A useful review (Clin Gastroenterol Hepatol 2013; 11: 6-12) provides information on these clinical problems.
Belching or eructation can be divided into gastric belches which are normal and supragastric belching. Supragastric belching which is a behavior (not a reflex), is often provoked by stress. Air does not originate from the stomach or air swallowing (aerophagia). The most common mechanism: a contraction of the diaphragm causes negative pressure in the chest and allows air to be suctioned into the esophagus. It is expelled subsequently as a belch. In some instances, it can occur up to 20 times a minute. Supragastric belching does not occur during sleep and usually does not occur during speaking.
A clinical diagnosis usually is sufficient, though esophageal impedance can document these events as well.
- Explain physiology to patient
- Consider psychiatric evaluation when appropriate
- Glottis training by qualified speech therapist –needs to be aware of mechanism (that belching is not due to aerophagia).
- Alternative treatment could include cognitive behavior therapy, baclofen, hypnosis or biofeedback
Hiccups (singultus) are abnormal if lasting more than 48 hours.
Hiccups (at least in adults) have more likelihood of underlying pathology than belching. This review suggests workup including blood tests (CBC, CMP, Amylase/lipase, CRP, Cortisol) and consideration of EKG, CT of chest, Upper endoscopy, MRI of brainstem, and esophageal impedance.
Physical maneuvers have usually been tried and include the following: scaring the patient, rapid drinking, eyeball compression, holding breath, biting a lemon, swallowing sugar, and sniffing vinegar. A good differential diagnosis is given as well in this review -though many cases are idiopathic.

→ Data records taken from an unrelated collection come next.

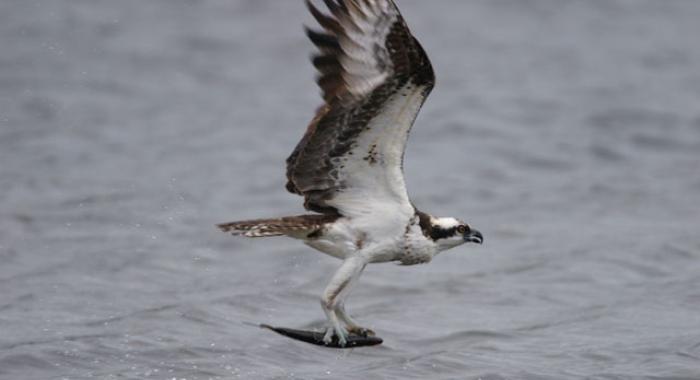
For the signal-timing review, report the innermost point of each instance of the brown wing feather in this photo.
(366, 54)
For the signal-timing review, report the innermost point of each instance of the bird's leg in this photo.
(350, 324)
(334, 294)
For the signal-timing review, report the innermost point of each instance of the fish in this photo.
(316, 337)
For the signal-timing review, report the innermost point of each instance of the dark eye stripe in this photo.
(438, 232)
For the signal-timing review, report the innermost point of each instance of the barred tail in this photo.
(295, 226)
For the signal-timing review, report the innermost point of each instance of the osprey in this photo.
(374, 77)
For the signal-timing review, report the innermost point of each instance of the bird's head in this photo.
(450, 232)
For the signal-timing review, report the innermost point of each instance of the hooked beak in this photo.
(474, 236)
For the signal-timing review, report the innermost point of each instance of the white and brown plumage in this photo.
(374, 76)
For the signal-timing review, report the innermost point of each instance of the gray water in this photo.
(568, 132)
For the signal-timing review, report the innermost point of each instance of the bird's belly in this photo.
(338, 249)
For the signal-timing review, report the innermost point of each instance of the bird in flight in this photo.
(374, 77)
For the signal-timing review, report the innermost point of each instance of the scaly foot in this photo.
(361, 331)
(338, 332)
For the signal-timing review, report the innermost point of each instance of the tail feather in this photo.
(295, 226)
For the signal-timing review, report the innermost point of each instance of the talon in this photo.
(338, 333)
(361, 331)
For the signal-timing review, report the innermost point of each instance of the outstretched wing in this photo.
(374, 76)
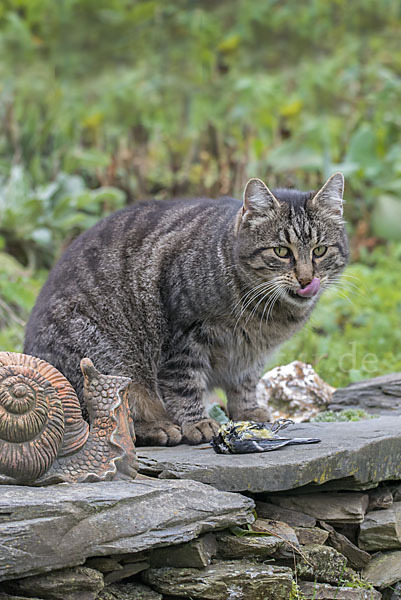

In the U.S. the only approved drug treatment is chlorpromazine. Typical starting dose for adults with this condition is 25 mg 3-4/day. Potential side effects include drowsiness and rarely tardive dyskinesia. Potential alternatives include baclofen and gabapentin. Numerous other agents and even surgical options are listed in this review that have been reported in case studies.
Aerophagia indicates excessive swallowing of air (capable of inducing symptoms like bloating or pain). No controlled studies have been completed. Expert opinion suggests using a nasogastric tube and sedatives like lorazepam in severe acute cases. In more typical chronic cases, advice includes restriction of carbonated beverages and possibly speech therapy. Agents like simethicone may be helpful. Laxatives may be helpful in some cases as well.